We cannot disagree today regarding the problem hovering around resorting to the state’s judiciary to settle disputes in general, and administrative disputes in particular, even in the most advanced countries. Also, the importance of searching for alternative means to access justice cannot be denied as justice institutions in the state are lacking the justice sought by individuals as well as the administration.
There is no doubt that examining alternative methods for settling administrative disputes in comparative legislation, along with explaining the method of their application by courts in those countries, is extremely important, because it may contribute in one way or another to attempting to eliminate the problem of slow litigation in our Arab countries, especially in Kuwait and Egypt. Hence, we have decided to address, through this research, a new system for settling administrative disputes, which is mediation in its two types, both conventional and judicial as it was adopted by the French legislator under Law No. 1547/2016.
This paper follows the descriptive and comparative approach through which we were able to draw the principles of mediation and its theoretical features on the one hand, and clarify the practical measures taken by the Ministry of Justice and the State Council to implement this law on the other hand. Focusing on clarifying this part is a confirmation of the insufficiency of legislating laws to adopt the new means of settling disputes due to the novelty of this system and the reluctance of litigants and lawyers to resort to it.
The paper is concluded with several results, the most important of which is that the existence of arbitration or conciliation side by side with the judiciary does not at all substitute for the adoption of new methods to ensure the settlement of administrative disputes, either completely amicably through conventional mediation or even under the supervision of the judiciary by resorting to judicial mediation. However, it should be considered that the legislation of a law that allows the recourse to mediation of both types cannot change the perception of peoples who do not resort to dialogue by nature, nor can it allow the development of this new method. This would lead to locking these laws in forgotten drawers unless jurists, the judiciary and lawyers join forces to encourage litigants to pursue this method and resort to it.

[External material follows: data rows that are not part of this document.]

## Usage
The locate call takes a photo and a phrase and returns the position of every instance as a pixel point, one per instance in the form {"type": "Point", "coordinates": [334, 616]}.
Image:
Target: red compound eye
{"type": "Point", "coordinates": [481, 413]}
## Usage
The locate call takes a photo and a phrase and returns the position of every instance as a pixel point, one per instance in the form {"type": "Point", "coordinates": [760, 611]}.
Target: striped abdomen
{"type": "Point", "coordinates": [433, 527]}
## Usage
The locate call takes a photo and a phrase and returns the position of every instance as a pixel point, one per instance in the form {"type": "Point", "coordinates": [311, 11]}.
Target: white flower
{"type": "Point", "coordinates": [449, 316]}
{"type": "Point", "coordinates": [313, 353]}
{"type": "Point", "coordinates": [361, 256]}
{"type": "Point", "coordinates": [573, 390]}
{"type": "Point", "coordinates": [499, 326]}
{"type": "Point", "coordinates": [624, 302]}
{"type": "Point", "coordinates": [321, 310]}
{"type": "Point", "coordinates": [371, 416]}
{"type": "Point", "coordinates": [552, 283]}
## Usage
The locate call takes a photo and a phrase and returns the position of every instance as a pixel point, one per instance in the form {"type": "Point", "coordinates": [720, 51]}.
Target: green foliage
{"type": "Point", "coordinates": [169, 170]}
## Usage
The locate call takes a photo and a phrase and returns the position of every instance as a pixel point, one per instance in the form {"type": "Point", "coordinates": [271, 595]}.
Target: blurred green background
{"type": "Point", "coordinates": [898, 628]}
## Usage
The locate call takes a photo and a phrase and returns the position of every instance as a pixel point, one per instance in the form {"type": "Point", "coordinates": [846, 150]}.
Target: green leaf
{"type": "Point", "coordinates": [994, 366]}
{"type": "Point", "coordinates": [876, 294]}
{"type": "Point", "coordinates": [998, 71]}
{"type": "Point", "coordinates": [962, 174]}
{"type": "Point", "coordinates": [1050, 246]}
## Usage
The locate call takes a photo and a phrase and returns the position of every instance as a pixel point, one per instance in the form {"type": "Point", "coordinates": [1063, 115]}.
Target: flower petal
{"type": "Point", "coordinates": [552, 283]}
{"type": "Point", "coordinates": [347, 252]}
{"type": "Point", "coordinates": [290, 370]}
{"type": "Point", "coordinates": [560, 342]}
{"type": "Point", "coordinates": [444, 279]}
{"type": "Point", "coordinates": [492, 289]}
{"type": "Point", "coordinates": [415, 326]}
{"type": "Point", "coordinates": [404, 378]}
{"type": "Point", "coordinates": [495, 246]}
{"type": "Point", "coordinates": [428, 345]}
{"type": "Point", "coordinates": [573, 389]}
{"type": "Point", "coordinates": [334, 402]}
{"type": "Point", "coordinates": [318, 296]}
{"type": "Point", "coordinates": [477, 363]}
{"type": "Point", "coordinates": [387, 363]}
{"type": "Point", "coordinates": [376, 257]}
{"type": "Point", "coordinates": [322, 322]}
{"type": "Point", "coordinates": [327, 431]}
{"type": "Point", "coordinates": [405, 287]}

Therefore, the researcher concluded by recommending the necessity of adopting mediation to settle administrative disputes that are witnessing a remarkable increase annually in both Kuwait and Egypt while abandoning the idea of ​​sanctifying relations that are governed by administrative law and that do not affect the state’s public order, all of this while providing the legislation with developed structural and administrative organization to be applied on the ground, using the strengths and weaknesses that were elucidated from the French experience and presented in this research.

Keywords: slow litigation, alternative means, council of State, mediator, 21st century’s justice.